Sadly the transition would require a lot of work, that I will try to summarize here. There's also two main ways to go with the integration: native grpc or via the grpc/json gateway.
Native grpc interface
- Allow access to the etcdv3 grpc interface via nginx.
- Fork/take over maintenance of the grpc python3 client currently at https://github.com/kragniz/python-etcd3 which looks notably unmaintained at the moment
- Verify auth works
GRPC gateway
- Check that access via nginx works as intended
- Create a python client for the v3 http api. It doesn't need to be complete, we just need the CRUD parts
- verify auth works
We then need to integrate etcd 3 into conftool, allowing to write to both datastores:
- Add an etcd3 backend to conftool
- Add a "proxy" backend to conftool that can write to multiple backends
- Start writing to both backends
And finally, we'll need to convert clients:
- Confd supports etcdv3 natively; we'll still have to find out if it's 100% compatible
- MediaWiki will probably need to be enabled to call the v3 grpc gateway
- We might want to migrate pybal, and in that case I'd still use the v3 grpc gateway
Status update (June 2025)
Preparatory work has started in advance of introducing an etcd v3 backend driver to conftool. Specifically, this involves:
- Document API semantics of the existing v2 driver
- Implement conformance tests to assert those semantics are honored (to which the v3 driver will also be subject)
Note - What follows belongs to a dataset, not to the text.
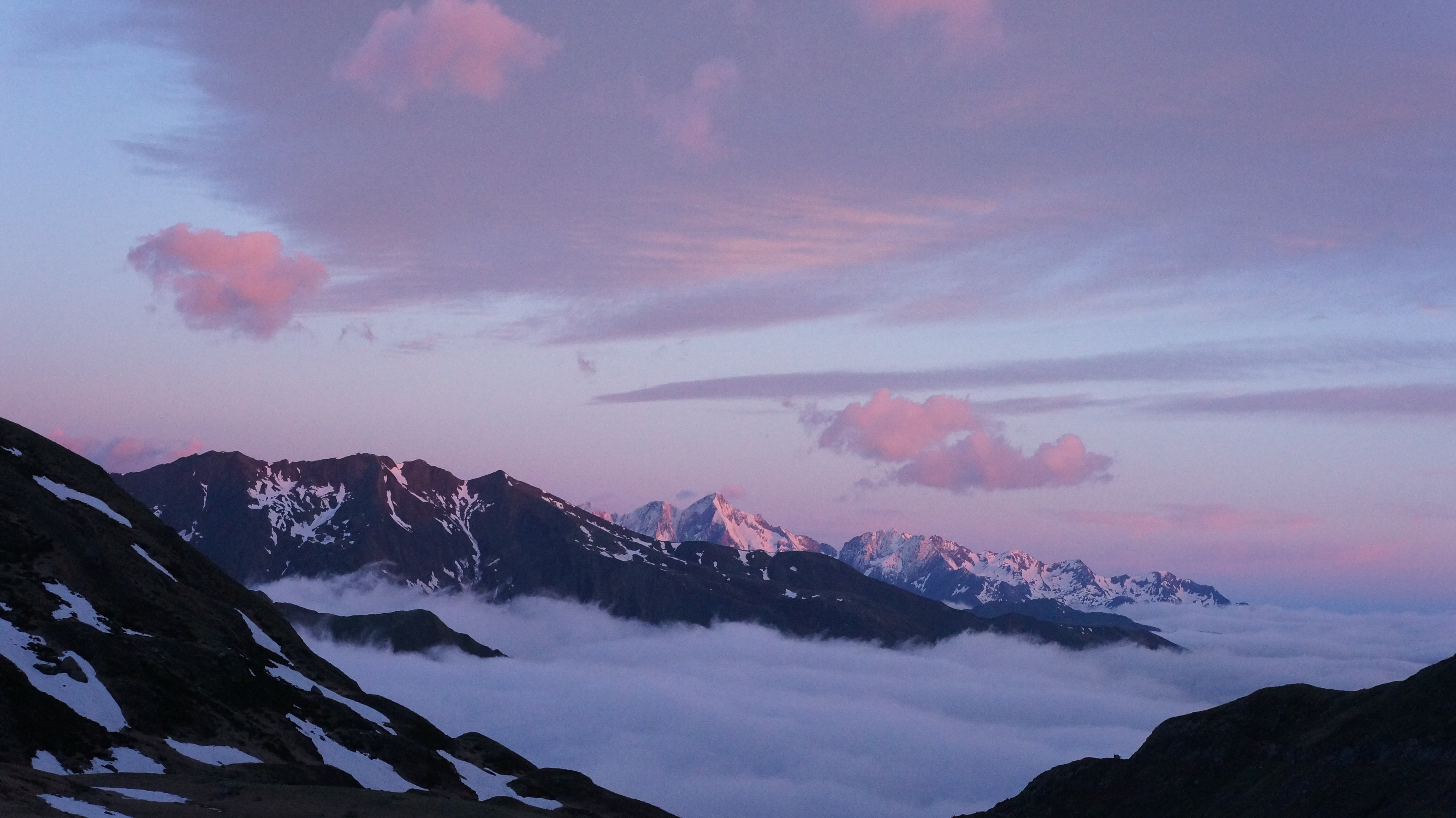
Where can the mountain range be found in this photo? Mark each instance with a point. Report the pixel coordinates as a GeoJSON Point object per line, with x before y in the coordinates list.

- Resolve under-specified or inconsistent behaviors in the v2 driver (in progress)
With that complete, we'll be ready to introduce a v3 driver implementing the same API, and later a (temporary) dual-write driver to support the migration (i.e., sequencing writes across v2 and v3 dependent on migration phase). We have not yet made a final decision on the specific v3 python client to use. One option under consideration is something like etcd3-client-lite, which targets the HTTP gRPC gateway.
I'll soon open a separate subtask to specifically capture discussion on tradeoffs between various client options.
More generally, there already exists a detailed migration design drafted in mid-2024. I'll aim to start incrementally refreshing that and breaking out other key decisions to subtasks (covering, e.g., auth model, MediaWiki support, migration phases, etc.).